Er klopte iemand op het raam. Vicky hoorde het eerst niet omdat ze hard huilde. Ze hield haar buik vast in de hoop dat ze de oren van haar kind kon sluiten. Haar kind moest haar niet horen huilen. Maar haar kind zou het intense verdriet wel voelen. Iemand bonsde nog harder op het glas. Het trok Vicky’s aandacht toen hij met de kolf van zijn wapen op het glas beukte. Ze keek over haar schouder naar het glas.
‘Jezus! Jij!’

‘Ja, ik. Doe die deur even open.’ Het was de kok. Hij sprak vloeiend Engels. De moordenaars hadden hem over het hoofd gezien. Of juist niet. Hij had de aanvaller binnen gelaten. Want je kwam niet zomaar binnen. Vicky besloot de deur nog niet te openen.

‘Waarom moet ik die deur opendoen? Ik zit hier best!’, schreeuwde Vicky. Zij konden elkaar maar net verstaan omdat het verder in het huis en de ruimte om de paniekkamer stil was geworden.
‘Ik denk dat de politie er zo aankomt. En je weet dat het hier allemaal zo corrupt als de pest is. Je ligt zo weer in het bed van Giovanni!’
Vicky dacht na:‘Welk belang heeft hij erbij dat ik vlucht? Hij is ook één van Giovanni’s soldaten. Dat hij kok is doet daar niks aan af. Als hij werkelijk een goede soldaat van Giovanni zou zijn, had hij er belang bij gehad mij hier te laten zitten.’
‘Ik vertrouw jou niet, kokkie. Ga maar weg, ik kom er niet uit.’
‘Dan moet je het zelf maar weten! ‘
‘Juist! Waarom hebben ze jou trouwens laten leven?’
‘Omdat ik mijzelf verstopt had.’ Zijn stem werd rustiger, hoewel zij beiden hun longen uit hun lijf schreeuwden.
‘Zeg mij nou eens, kok, waarom moet ik eruit? Waar breng je mij dan naartoe? Als jij ook vindt dat ik niet in Giovanni’s bed hoor, waar breng je mij dan in godsnaam naartoe? En waarom?’
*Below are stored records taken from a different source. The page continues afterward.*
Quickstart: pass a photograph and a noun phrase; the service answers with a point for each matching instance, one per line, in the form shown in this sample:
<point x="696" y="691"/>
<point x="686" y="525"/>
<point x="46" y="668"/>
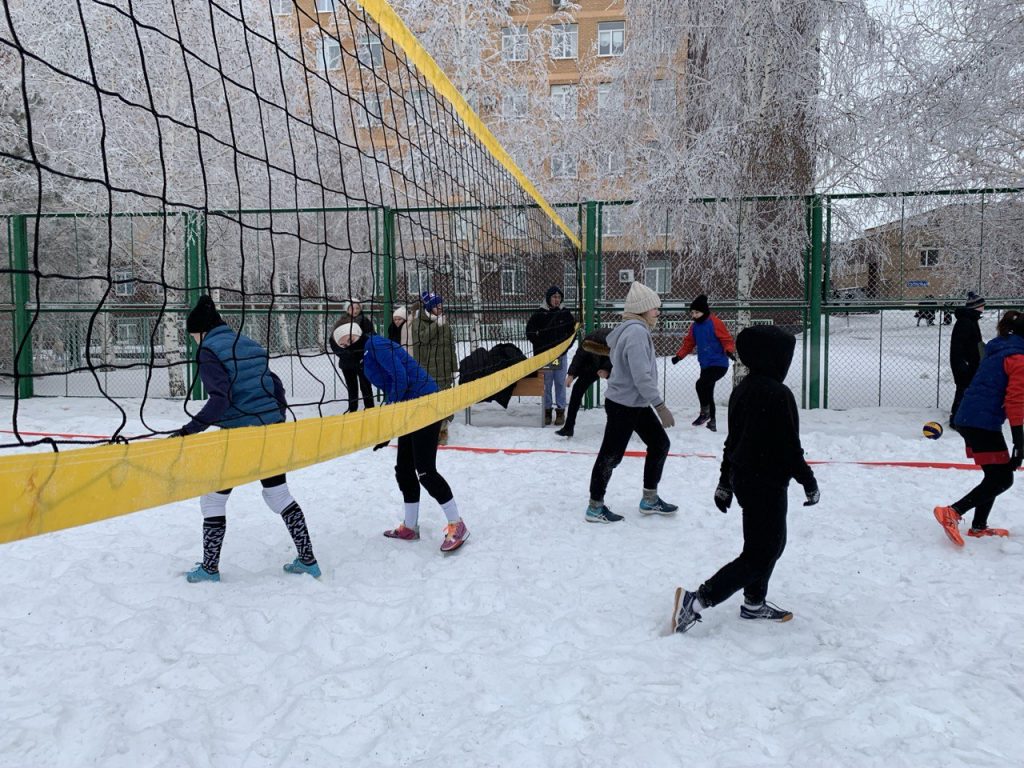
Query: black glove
<point x="723" y="498"/>
<point x="1018" y="452"/>
<point x="813" y="495"/>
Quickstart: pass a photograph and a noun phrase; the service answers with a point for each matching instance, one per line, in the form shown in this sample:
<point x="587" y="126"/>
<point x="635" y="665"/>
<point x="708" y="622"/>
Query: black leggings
<point x="417" y="465"/>
<point x="764" y="540"/>
<point x="706" y="386"/>
<point x="354" y="381"/>
<point x="623" y="422"/>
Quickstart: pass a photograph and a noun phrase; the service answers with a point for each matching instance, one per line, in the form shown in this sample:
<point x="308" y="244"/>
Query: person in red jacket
<point x="715" y="348"/>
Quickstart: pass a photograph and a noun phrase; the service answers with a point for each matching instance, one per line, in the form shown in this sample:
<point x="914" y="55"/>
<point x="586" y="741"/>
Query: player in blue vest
<point x="243" y="392"/>
<point x="394" y="372"/>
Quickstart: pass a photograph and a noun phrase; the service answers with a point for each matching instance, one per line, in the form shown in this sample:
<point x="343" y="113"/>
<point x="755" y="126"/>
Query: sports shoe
<point x="949" y="521"/>
<point x="297" y="566"/>
<point x="659" y="507"/>
<point x="684" y="612"/>
<point x="601" y="514"/>
<point x="982" y="532"/>
<point x="403" y="532"/>
<point x="766" y="611"/>
<point x="199" y="573"/>
<point x="455" y="536"/>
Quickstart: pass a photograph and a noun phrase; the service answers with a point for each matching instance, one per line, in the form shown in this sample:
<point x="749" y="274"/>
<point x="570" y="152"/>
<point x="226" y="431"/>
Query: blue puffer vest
<point x="710" y="351"/>
<point x="982" y="404"/>
<point x="251" y="395"/>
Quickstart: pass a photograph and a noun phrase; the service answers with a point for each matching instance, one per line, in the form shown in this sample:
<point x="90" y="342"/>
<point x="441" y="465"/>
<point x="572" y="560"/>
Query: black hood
<point x="766" y="349"/>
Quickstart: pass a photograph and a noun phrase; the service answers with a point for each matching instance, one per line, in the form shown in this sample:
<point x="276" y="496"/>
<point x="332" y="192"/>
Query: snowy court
<point x="542" y="641"/>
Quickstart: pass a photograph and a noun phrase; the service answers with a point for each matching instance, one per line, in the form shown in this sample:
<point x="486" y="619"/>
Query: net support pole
<point x="814" y="395"/>
<point x="17" y="238"/>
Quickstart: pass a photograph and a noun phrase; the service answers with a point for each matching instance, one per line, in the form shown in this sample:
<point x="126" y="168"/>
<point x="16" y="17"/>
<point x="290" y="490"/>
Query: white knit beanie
<point x="640" y="299"/>
<point x="346" y="329"/>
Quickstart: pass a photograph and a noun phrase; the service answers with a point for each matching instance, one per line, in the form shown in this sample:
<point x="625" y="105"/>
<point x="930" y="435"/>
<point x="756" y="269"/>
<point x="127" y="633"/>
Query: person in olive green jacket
<point x="433" y="346"/>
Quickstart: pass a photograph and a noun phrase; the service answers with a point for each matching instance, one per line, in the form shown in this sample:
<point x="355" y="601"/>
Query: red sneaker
<point x="949" y="521"/>
<point x="407" y="535"/>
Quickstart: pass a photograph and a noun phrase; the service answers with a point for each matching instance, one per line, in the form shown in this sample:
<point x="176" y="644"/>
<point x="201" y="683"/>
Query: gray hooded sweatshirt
<point x="634" y="368"/>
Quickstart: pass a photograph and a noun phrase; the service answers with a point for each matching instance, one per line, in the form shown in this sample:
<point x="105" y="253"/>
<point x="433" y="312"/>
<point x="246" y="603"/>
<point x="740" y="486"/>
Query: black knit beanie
<point x="204" y="316"/>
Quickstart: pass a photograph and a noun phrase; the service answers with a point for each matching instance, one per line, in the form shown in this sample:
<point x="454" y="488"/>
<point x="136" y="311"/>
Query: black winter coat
<point x="966" y="343"/>
<point x="763" y="444"/>
<point x="549" y="327"/>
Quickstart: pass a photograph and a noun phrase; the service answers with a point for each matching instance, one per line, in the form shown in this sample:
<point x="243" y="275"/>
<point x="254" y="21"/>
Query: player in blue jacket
<point x="394" y="372"/>
<point x="243" y="392"/>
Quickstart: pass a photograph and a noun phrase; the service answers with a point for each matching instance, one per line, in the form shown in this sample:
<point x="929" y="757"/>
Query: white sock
<point x="412" y="514"/>
<point x="451" y="510"/>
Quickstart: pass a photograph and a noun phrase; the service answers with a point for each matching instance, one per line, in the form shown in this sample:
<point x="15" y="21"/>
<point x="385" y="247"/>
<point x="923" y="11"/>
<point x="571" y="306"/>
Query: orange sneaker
<point x="949" y="521"/>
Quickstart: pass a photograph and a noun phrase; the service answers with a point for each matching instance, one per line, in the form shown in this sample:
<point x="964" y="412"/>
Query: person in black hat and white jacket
<point x="243" y="391"/>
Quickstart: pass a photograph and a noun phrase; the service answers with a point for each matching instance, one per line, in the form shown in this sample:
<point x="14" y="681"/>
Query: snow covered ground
<point x="541" y="642"/>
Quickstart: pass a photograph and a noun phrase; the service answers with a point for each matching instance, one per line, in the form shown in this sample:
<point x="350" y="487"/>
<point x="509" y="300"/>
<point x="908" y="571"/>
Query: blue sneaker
<point x="199" y="573"/>
<point x="297" y="566"/>
<point x="601" y="514"/>
<point x="658" y="507"/>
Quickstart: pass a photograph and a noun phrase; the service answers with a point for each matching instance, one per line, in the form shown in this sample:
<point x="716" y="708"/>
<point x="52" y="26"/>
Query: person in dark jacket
<point x="243" y="391"/>
<point x="713" y="341"/>
<point x="547" y="328"/>
<point x="350" y="360"/>
<point x="966" y="347"/>
<point x="762" y="454"/>
<point x="995" y="394"/>
<point x="394" y="372"/>
<point x="590" y="363"/>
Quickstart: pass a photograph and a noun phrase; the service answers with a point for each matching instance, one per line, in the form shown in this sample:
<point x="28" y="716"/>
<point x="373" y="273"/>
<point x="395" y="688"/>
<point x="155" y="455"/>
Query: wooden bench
<point x="528" y="386"/>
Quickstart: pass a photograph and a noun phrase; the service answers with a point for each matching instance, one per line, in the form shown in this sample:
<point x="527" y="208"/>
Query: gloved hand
<point x="1018" y="453"/>
<point x="813" y="495"/>
<point x="723" y="498"/>
<point x="668" y="420"/>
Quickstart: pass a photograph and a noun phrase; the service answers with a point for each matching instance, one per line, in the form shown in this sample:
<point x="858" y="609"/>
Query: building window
<point x="513" y="281"/>
<point x="610" y="38"/>
<point x="329" y="55"/>
<point x="124" y="282"/>
<point x="515" y="43"/>
<point x="657" y="274"/>
<point x="515" y="103"/>
<point x="564" y="40"/>
<point x="564" y="165"/>
<point x="563" y="101"/>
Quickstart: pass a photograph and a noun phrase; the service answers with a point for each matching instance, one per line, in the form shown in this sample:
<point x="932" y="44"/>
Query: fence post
<point x="814" y="395"/>
<point x="17" y="239"/>
<point x="195" y="282"/>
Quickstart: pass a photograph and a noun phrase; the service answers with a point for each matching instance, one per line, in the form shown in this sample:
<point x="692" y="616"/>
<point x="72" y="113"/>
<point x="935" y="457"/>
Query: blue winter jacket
<point x="394" y="372"/>
<point x="243" y="391"/>
<point x="982" y="406"/>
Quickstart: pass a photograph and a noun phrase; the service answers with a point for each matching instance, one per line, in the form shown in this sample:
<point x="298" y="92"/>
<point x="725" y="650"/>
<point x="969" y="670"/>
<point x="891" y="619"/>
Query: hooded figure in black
<point x="966" y="347"/>
<point x="762" y="454"/>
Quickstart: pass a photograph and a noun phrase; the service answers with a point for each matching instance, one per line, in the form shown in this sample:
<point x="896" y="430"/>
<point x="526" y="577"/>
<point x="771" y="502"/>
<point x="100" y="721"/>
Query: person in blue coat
<point x="394" y="372"/>
<point x="243" y="392"/>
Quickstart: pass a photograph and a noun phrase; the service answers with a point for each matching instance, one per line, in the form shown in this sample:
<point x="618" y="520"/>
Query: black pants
<point x="706" y="386"/>
<point x="417" y="465"/>
<point x="764" y="540"/>
<point x="623" y="422"/>
<point x="354" y="381"/>
<point x="580" y="387"/>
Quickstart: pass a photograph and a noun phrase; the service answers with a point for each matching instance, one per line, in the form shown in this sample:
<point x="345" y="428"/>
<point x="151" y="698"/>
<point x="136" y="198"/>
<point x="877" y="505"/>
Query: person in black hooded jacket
<point x="762" y="454"/>
<point x="966" y="346"/>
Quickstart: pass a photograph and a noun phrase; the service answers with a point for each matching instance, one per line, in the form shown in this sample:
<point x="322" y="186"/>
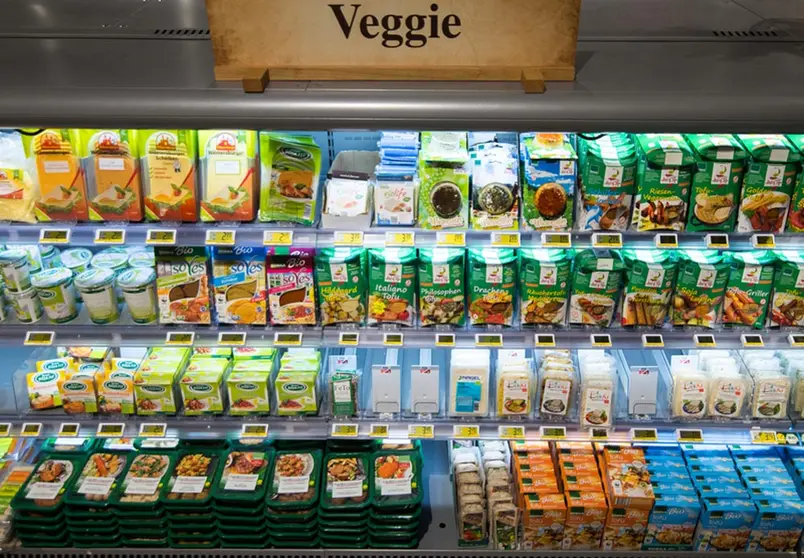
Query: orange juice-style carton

‘Ik zal eerlijk tegen je zijn.’ Het was een tijdje stil. De kok dacht er diep over na of hij dit zou doen, zichzelf verraden.
‘Ga je vandaag nog eerlijk tegen mij zijn?’, vroeg Vicky ongeduldig.
‘Ik kan je nog meer vertellen, maar ik weet niet hoe ik de geluidsopnamen stilzet hier. Ik heb mij al verraden.’ De kok sprak plotseling vloeiend Nederlands. Tot nu toe had de kok alleen in goed Engels gesproken.
‘Dus je bent een Nederlander?’, zei Vicky in het Nederlands.
‘Ja, ik ben een Nederlander. Mijn moeder is Italiaanse, vandaar dat ik de taal goed spreek. Mijn vader is een Nederlander. Gerrit de Groot. Mijn naam is, je raadt het misschien al, Gerrit de Groot.’
‘Vernoemd naar je vader.’, zei Vicky. Ze had de deur al geopend. Nu verstonden ze elkaar perfect. De kok trok haar voorzichtig naar links. Hij ging met zijn mond naar haar oor en fluisterde.
‘Ga je nu ineens fluisteren?’, zei Vicky.
‘Wat ik tot nu tegen je geschreeuwd heb is niet zo belastend. Wat ik nu dus zeg wel. Je weet nooit waar het goed voor is. We hebben niet veel tijd meer, Vicky. We moeten direct weg. Hier staan we in ieder geval even buiten beeld en ze horen ons dus niet meer. De bunker zit vol elektronica, zowel in beeld als geluid. Ik ben een collega van Max van Schie. Sjaak, Van Schie en ik hebben iets voor jou gemaakt. Ga je mee?’
‘Wat denk je zelf? Je komt niet meer van mij af.’
Ze glimlachten tegen elkaar, er was vertrouwen van Vicky. Hij zorgde voor een jas en een pet voor haar. Zelf had hij zich al omgekleed. Ze stapte snel zijn auto in. Vicky en de kok hoorde de politiesirenes al naderen.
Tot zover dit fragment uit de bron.